Washington Post and Watergate
Bernstein joined the Washington Post in 1966 as part of its metro staff, but in a few years he would bring the Post more attention than anyone could have imagined.
In the summer of 1972, a group of men were arrested burglarizing the Watergate building, a Washington, D.C., apartment complex. As it turned out, they were removing wire-tapping devices they had previously installed to facilitate eavesdropping on the chairman of the Democratic National Committee. Once the phone number of E. Howard Hunt, a member of President Richard Nixon’s Special Investigations Group, was discovered in one of the burglar’s address books, reporters quickly explored the link between the White House itself and the burglars.

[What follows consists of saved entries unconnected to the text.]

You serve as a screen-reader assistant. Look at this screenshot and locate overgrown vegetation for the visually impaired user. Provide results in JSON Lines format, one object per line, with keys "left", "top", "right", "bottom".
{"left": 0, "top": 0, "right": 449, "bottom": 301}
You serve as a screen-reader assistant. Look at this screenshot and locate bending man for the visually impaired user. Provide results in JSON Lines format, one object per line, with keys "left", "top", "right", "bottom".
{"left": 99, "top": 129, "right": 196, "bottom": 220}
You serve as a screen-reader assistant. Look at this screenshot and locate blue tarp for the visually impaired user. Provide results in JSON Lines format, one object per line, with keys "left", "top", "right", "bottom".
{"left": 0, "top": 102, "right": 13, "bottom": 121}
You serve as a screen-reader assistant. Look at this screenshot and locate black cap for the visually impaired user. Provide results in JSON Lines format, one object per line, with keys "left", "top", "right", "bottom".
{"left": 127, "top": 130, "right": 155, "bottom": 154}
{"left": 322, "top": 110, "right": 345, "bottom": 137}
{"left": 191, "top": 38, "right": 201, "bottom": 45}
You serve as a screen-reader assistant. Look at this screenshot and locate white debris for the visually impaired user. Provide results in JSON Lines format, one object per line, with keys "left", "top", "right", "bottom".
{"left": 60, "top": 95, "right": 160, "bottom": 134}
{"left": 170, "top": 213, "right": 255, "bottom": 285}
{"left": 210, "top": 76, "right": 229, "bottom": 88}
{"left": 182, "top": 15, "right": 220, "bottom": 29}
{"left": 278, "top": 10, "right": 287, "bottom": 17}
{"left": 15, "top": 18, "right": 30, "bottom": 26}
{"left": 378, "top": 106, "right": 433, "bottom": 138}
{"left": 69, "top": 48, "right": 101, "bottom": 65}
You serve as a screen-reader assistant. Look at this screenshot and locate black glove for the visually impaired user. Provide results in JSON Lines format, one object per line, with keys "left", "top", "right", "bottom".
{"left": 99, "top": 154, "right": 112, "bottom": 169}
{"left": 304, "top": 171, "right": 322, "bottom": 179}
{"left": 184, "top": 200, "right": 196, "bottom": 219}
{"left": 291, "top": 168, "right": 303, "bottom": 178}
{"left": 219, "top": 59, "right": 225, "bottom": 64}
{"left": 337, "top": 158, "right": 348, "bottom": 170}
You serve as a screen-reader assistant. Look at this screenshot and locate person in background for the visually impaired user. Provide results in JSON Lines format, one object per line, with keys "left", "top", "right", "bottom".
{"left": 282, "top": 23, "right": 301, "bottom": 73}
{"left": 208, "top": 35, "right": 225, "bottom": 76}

Bernstein and his colleague Bob Woodward teamed up to put the pieces of the puzzle together, and it began with a Woodward White House connection who went by the pseudonym Deep Throat. From Deep Throat, Woodward and Bernstein learned that Nixon aides had paid the burglars in an attempt to gather damning secrets about Nixon’s political rivals. The wiretaps the burglar had been caught removing were also installed in the Democratic Party campaign offices, and Nixon’s aides had arranged for the burglars to receive hundreds of thousands of dollars in hush money.
A year later, the house of cards came crashing down when Nixon himself was accused of being involved in the plot. Under overwhelming evidence and pressure, on August 9, 1974, Nixon became the first president of the United States to resign from office. Bernstein and Woodward, along with the Washington Post itself, were greatly credited for taking down the administration, and the paper was awarded the Pulitzer Prize for journalism in 1973.
In the wake of the Watergate scandal, Bernstein and Woodward wrote two books: All the President's Men (1974) and The Final Days (1976). In 1976, All the President’s Men was made into a smash Hollywood movie, starring Robert Redford as Woodward and Dustin Hoffman as Bernstein, that won four Academy Awards.
Bernstein left the Washington Post at the end of 1976 and worked as an investigative reporter for ABC. He wrote about international intrigue while contributing to such magazines as Time, New Republic, the New York Times and Rolling Stone. He also wrote more books, notably His Holiness: John Paul II and the Hidden History of Our Time (1996) and A Woman in Charge (2007), a biography of Hillary Rodham Clinton.